新たな規制案は公正な競争環境の確保を目的とした「デジタル市場法」と、違法コンテンツの排除に主眼を置いた「デジタルサービス法」の2法案から成る。現行規制の「電子商取引に関する欧州連合(EU)指令」が制定された2000年から20年が経過し、デジタル市場が急拡大する中でグーグルやフェイスブックをはじめとする米大手IT企業が支配力を強めるなど、ビジネス環境は大きく変化しており、抜本的な規制の見直しが必要と判断した。

規制の対象となるのは、EU域内のサービス利用者が人口の10%に当たる4,500万人を超えるなど、一定の条件を満たす大手IT企業。「GAFA」と呼ばれる米4社を含めた10社程度が対象になるとみられている。

デジタル市場法案はプラットフォーマーとそれ以外の企業が公平な条件で競争できるようにすることを最大の目的としており、プラットフォーマーが自社の製品やサービスを検索結果で上位に表示したり、自社サイトを利用する競合他社のデータを自社サービスが有利になるように悪用するなど、反競争的な行為を禁止する。違反した場合は世界の売上高の最大10%に相当する制裁金を科す。さらに違反行為を繰り返すなど、悪質な違反企業には事業の分離や売却を命じる可能性もある。

一方、デジタルサービス法はソーシャルメディアや通販サイトなどを運営する企業に対し、ヘイトスピーチや児童ポルノ、テロを誘発する動画などの違法コンテンツや偽情報、海賊版など違法商品の排除を義務付ける内容。ユーザーの好みや関心事に合わせて表示されるターゲティング広告などに活用されるアルゴリズムについても開示を求める。違反した場合は世界の売上高の最大6%の制裁金を科す。

英がSNS規制強化案、有害コンテンツ放置に巨額罰金

英政府は15日、インターネット交流サイト(SNS)などに対する規制強化案を発表した。児童ポルノやテロを誘発する投稿の迅速な排除を義務づけ、違反した場合は巨額の罰金を科す。子どもの保護を最大の目的として、ユーザーの安全を確保するための措置で、有害なコンテンツに対する事業者の責任を明確にする。政府は2021年に「オンライン安全法案」として議会に提出する。

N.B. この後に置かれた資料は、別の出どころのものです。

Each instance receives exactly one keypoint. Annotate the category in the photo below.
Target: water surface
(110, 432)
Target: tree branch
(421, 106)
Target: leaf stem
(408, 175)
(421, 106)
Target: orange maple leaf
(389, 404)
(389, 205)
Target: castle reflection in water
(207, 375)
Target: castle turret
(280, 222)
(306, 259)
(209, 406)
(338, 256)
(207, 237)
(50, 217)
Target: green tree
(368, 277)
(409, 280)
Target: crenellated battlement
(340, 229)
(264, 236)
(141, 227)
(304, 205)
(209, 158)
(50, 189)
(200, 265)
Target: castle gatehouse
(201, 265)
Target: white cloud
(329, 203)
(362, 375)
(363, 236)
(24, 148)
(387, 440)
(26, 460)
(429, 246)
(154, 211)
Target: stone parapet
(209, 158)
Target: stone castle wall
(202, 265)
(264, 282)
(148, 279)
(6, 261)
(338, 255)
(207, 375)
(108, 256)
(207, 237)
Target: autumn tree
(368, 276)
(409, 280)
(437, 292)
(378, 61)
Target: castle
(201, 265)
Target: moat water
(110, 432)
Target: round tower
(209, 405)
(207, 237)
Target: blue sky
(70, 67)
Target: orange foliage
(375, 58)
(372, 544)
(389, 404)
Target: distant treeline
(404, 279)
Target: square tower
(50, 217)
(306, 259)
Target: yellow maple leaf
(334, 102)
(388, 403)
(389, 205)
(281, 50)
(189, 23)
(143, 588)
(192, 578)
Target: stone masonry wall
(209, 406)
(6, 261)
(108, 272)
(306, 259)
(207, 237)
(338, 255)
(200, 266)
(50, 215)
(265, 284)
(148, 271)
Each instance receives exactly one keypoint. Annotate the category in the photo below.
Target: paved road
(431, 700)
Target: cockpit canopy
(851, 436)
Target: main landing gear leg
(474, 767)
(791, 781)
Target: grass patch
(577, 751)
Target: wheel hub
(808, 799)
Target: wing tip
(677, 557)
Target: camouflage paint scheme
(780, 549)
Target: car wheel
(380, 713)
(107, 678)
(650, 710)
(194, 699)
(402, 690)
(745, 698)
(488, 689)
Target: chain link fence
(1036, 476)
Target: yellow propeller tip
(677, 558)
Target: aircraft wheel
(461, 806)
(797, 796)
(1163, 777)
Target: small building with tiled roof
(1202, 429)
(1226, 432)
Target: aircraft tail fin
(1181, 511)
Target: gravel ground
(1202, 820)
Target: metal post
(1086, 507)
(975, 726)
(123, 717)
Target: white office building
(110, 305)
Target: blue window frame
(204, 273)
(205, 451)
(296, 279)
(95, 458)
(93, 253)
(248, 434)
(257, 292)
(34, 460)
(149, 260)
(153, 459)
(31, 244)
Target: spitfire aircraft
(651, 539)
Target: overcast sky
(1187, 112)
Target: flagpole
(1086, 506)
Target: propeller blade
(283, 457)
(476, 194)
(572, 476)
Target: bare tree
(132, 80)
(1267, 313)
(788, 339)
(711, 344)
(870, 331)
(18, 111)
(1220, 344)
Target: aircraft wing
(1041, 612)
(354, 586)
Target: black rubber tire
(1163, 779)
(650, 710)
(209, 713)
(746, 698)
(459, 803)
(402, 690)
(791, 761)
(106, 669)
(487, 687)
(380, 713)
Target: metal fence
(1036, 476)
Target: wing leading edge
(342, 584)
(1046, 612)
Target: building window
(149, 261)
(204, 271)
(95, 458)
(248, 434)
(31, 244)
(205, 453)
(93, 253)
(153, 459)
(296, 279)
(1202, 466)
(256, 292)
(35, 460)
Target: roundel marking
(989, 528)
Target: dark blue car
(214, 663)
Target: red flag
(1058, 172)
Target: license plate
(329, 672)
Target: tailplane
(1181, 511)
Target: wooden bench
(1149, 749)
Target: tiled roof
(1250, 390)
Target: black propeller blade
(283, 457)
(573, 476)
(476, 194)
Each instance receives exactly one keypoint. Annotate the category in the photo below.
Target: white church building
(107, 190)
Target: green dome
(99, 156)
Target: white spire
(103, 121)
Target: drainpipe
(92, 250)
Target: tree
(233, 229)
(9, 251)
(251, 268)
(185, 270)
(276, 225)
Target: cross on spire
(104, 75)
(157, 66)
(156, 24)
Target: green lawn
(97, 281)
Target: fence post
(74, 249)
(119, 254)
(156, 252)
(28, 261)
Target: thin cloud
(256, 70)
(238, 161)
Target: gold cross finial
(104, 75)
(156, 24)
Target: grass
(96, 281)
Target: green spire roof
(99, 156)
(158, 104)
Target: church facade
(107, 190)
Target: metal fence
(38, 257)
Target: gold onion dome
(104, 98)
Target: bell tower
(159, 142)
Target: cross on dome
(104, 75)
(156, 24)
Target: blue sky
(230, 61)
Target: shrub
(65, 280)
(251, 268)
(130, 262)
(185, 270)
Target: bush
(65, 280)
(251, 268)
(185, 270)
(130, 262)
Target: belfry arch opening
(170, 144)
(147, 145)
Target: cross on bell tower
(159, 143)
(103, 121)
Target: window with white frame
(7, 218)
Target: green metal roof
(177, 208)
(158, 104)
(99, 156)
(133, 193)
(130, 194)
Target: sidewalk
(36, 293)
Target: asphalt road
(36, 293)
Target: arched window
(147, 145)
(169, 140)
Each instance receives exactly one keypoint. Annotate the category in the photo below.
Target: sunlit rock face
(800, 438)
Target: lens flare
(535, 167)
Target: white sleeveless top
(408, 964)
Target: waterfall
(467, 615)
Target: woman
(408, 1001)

規制はSNSのほか、検索エンジンやアプリ、ビデオゲーム、アダルトサイト、デートアプリなどに適用される。対象となる運営企業はヘイトスピーチやポルノのほか、いじめや自殺などを助長する投稿を排除する義務を負う。違反した場合、最大1,800万ポンド(約25億円)か、世界売上高の10%のいずれか高い方を罰金として科すことができる。